Patrick Trim, director of Capital Equipment Services at Aurora, led the centralisation of all of the health system’s 44,000 pieces of mobile equipment into a single asset management solution.

Using the St. Croix System Aurora’s capital equipment team is able to deploy, track and maintain assets, consolidate and evaluate vendor contracts, review asset performance, calculate total cost of ownership and useful life, and plan for and budget capital for new and replacement equipment.

Spectrum Health, another US not-for-profit health system has recently implemented an EAM combining Skytron Real-time Location (RTLS), Awarepoint and Intelligent InSites software, to automatically track and manage over 5,300 medical device assets throughout its many sites in West Michigan.

Skytron asset tags broadcast low power radio messages which provide real time automatic location data capture via the Intelligent InSites’ Enterprise Visibility Platform. InSites uses the data to display the location and status of assets, track equipment utilisation rates, and generate rule-based notifications and alerts, resulting in increased productivity and efficient deployment of resources.

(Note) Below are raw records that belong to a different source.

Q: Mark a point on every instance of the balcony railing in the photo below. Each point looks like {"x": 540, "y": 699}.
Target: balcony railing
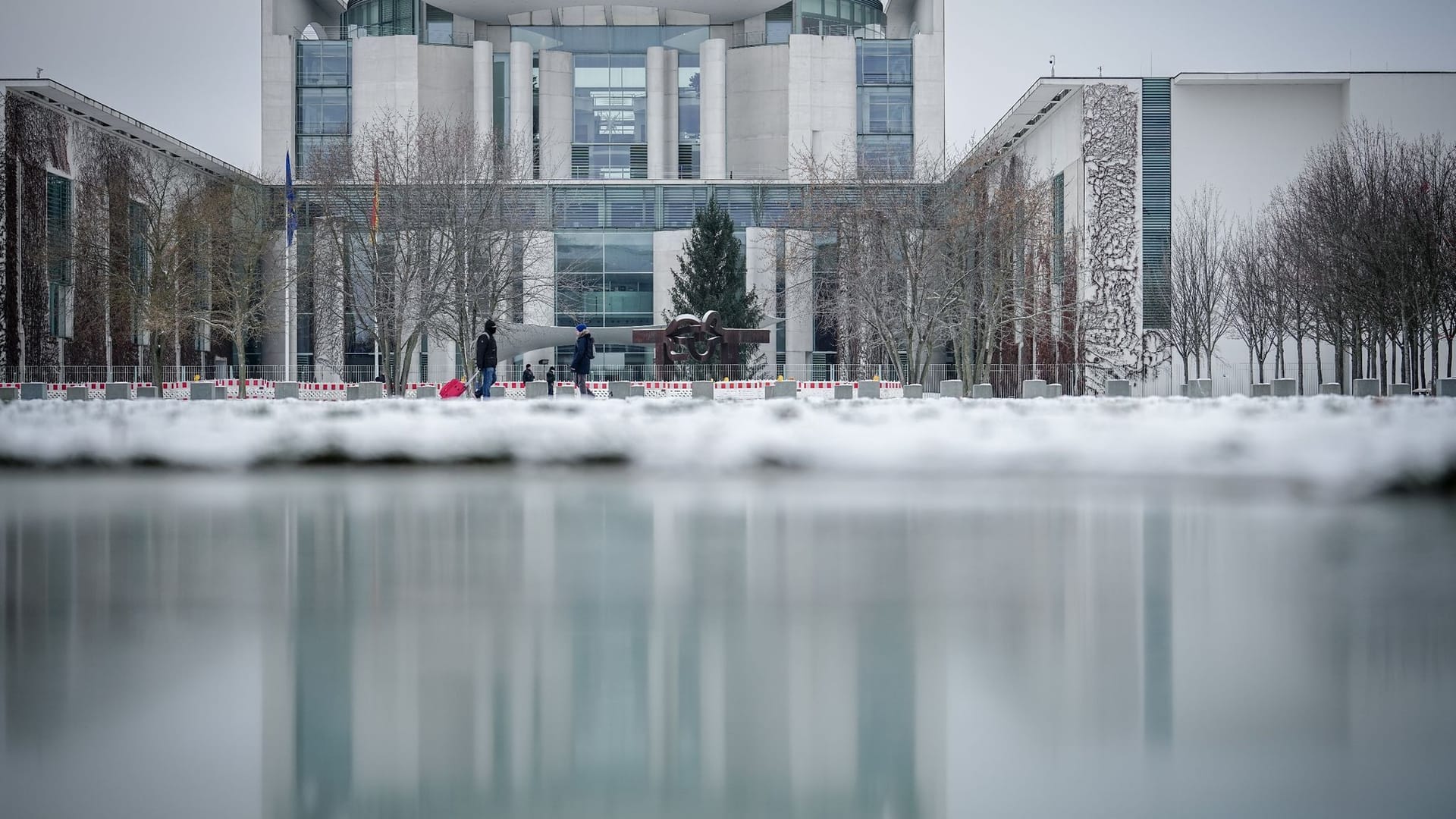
{"x": 748, "y": 38}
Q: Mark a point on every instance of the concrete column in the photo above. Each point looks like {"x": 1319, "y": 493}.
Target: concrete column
{"x": 484, "y": 86}
{"x": 278, "y": 105}
{"x": 657, "y": 112}
{"x": 762, "y": 254}
{"x": 714, "y": 101}
{"x": 799, "y": 305}
{"x": 555, "y": 102}
{"x": 522, "y": 99}
{"x": 1365, "y": 388}
{"x": 929, "y": 96}
{"x": 328, "y": 308}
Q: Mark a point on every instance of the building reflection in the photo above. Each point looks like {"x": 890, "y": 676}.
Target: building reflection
{"x": 574, "y": 646}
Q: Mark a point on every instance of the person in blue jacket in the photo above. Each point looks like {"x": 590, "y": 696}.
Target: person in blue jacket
{"x": 582, "y": 359}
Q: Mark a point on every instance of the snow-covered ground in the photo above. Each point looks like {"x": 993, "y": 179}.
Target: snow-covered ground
{"x": 1340, "y": 445}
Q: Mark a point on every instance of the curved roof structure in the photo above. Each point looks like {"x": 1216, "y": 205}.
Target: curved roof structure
{"x": 500, "y": 11}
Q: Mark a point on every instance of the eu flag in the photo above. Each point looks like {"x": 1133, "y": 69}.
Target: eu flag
{"x": 290, "y": 196}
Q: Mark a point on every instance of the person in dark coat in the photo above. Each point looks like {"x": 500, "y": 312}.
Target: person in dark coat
{"x": 582, "y": 359}
{"x": 485, "y": 359}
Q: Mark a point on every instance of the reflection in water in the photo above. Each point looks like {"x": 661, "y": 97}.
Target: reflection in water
{"x": 457, "y": 643}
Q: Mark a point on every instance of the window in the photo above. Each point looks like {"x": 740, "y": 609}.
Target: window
{"x": 886, "y": 63}
{"x": 58, "y": 254}
{"x": 382, "y": 18}
{"x": 438, "y": 27}
{"x": 886, "y": 111}
{"x": 324, "y": 63}
{"x": 324, "y": 111}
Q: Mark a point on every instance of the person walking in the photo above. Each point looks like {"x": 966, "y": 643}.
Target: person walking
{"x": 485, "y": 359}
{"x": 582, "y": 360}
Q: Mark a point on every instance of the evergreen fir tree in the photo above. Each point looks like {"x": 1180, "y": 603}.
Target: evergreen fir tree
{"x": 712, "y": 276}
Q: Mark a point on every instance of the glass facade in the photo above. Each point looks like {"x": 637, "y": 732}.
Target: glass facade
{"x": 612, "y": 39}
{"x": 886, "y": 74}
{"x": 839, "y": 17}
{"x": 609, "y": 117}
{"x": 383, "y": 18}
{"x": 324, "y": 98}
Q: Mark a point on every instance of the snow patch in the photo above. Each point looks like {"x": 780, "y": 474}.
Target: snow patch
{"x": 1334, "y": 444}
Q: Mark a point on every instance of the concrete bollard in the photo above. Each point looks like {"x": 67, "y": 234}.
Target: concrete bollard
{"x": 1365, "y": 388}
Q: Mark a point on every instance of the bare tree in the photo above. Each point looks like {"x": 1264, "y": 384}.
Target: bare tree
{"x": 1251, "y": 284}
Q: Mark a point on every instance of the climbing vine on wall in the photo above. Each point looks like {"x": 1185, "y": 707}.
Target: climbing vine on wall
{"x": 1111, "y": 341}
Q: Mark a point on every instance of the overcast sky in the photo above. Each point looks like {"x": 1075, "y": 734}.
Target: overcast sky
{"x": 190, "y": 67}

ECRI Institute is dedicated to applying scientific research in healthcare to improving patient care. ECRI is based in the US, but also has offices in Welwyn Garden City, England to serve the particular needs of UK and Europe.

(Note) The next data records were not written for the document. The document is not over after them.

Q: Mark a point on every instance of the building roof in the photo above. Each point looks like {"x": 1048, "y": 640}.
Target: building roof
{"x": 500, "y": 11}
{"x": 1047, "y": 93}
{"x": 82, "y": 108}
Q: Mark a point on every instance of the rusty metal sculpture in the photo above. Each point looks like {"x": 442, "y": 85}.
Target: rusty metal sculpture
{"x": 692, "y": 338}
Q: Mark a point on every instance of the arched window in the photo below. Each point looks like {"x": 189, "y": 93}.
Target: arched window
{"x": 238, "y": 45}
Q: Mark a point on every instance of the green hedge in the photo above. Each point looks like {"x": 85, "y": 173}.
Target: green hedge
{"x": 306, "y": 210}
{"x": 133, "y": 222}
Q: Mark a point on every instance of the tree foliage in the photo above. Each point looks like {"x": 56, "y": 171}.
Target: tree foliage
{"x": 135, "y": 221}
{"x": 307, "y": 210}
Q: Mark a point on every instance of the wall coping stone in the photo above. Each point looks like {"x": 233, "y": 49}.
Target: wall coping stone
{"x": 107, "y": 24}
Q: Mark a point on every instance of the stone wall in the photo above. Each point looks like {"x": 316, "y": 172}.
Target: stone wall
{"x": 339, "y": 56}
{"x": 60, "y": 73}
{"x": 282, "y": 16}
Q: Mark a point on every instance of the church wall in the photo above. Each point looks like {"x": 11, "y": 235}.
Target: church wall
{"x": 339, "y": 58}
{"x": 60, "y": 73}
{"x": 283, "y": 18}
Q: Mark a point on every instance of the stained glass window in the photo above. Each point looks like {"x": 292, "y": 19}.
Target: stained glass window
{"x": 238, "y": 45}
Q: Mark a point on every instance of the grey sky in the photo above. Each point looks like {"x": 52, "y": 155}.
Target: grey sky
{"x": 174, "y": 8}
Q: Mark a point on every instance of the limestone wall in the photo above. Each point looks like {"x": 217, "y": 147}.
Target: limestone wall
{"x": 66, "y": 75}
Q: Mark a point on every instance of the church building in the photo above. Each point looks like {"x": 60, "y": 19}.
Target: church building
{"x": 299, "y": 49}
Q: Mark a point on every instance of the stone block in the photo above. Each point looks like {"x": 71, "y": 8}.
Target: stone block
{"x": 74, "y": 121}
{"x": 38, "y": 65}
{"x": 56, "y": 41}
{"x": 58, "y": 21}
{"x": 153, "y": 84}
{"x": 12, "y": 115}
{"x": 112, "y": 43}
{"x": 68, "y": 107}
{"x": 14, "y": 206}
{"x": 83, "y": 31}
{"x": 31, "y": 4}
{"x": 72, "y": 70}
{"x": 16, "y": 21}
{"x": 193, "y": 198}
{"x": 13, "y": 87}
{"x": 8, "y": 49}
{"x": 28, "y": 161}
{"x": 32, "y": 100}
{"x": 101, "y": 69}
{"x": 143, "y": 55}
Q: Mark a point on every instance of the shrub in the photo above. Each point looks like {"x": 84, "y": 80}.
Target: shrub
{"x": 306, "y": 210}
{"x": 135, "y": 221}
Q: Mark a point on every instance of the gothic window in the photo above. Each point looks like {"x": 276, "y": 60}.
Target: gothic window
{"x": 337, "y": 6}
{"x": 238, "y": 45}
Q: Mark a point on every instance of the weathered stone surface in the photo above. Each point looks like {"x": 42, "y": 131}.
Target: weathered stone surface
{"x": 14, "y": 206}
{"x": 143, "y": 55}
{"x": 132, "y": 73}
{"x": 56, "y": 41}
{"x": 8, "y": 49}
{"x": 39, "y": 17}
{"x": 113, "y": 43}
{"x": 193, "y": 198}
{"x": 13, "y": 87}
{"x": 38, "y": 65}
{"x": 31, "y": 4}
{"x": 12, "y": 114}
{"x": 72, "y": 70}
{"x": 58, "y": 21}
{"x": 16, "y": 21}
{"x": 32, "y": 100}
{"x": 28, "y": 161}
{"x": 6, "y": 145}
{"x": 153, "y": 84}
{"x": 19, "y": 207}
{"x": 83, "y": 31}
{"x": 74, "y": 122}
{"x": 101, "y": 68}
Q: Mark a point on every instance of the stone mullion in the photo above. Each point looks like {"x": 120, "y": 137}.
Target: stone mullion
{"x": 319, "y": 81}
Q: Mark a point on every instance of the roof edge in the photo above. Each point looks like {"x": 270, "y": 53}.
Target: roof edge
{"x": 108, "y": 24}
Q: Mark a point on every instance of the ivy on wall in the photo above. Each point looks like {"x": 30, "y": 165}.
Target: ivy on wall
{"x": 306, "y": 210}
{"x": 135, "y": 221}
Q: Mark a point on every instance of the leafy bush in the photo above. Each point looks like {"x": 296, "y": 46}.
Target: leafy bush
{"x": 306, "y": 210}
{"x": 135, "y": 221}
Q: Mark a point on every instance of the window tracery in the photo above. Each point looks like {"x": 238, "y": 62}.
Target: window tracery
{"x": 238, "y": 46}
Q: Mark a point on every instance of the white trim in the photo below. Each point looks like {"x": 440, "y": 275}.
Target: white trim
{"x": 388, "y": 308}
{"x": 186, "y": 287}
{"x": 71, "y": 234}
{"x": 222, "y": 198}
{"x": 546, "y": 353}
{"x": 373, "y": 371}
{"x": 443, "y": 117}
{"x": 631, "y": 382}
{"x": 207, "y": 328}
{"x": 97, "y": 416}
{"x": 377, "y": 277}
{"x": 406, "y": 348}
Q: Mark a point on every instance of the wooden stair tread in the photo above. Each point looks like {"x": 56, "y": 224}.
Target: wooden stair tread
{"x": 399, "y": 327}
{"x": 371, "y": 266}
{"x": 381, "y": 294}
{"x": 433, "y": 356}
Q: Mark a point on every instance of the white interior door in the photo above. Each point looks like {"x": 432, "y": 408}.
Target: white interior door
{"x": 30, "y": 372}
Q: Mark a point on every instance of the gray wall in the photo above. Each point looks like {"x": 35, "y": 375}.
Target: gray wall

“ECRI-AIMS is a modular system allowing hospitals to customise the system to meet specific requirements.”

ECRI-AIMS is a new system for managing all aspects of technology-based assets found in European and International healthcare institutions developed in partnership with Phoenix Data Systems Inc.

It is a web-browser application, enabling the data stored centrally by the hospital to be accessed simply via a web-browser connected to the hospital intranet.

There is no client software to install and ECRI-AIMS is therefore straightforward to set up and can be used by personnel at all levels at any time.

The system provides a complete resource for managing equipment inventory information, work orders, service contracts, spare parts, purchasing and stock-control in a single, secure package. ECRI-AIMS is a modular system allowing hospitals to customise the system to meet specific requirements without paying for functionality that they don’t need.

Backup and security

Hospitals generate huge amounts of data, medical as well as asset related, and all of it needs to be kept safe. KOM Networks is the world leading provider of storage management software solutions for compliance, archiving, and information lifecycle management. KOM software is technology agnostic and vendor independent, hospitals are finding that they deploy a KOM device to store data from one department, then rapidly realise they can use it for other things.

With UDI and asset management software health care providers have the ability to track a device throughout its deployment in their premises, with KOM networks storage they will be able to access that data any time in future. Another development which has the potential to revolutionise data storage is cloud computing, the concept is still fairly immature but is without doubt one to watch for the future.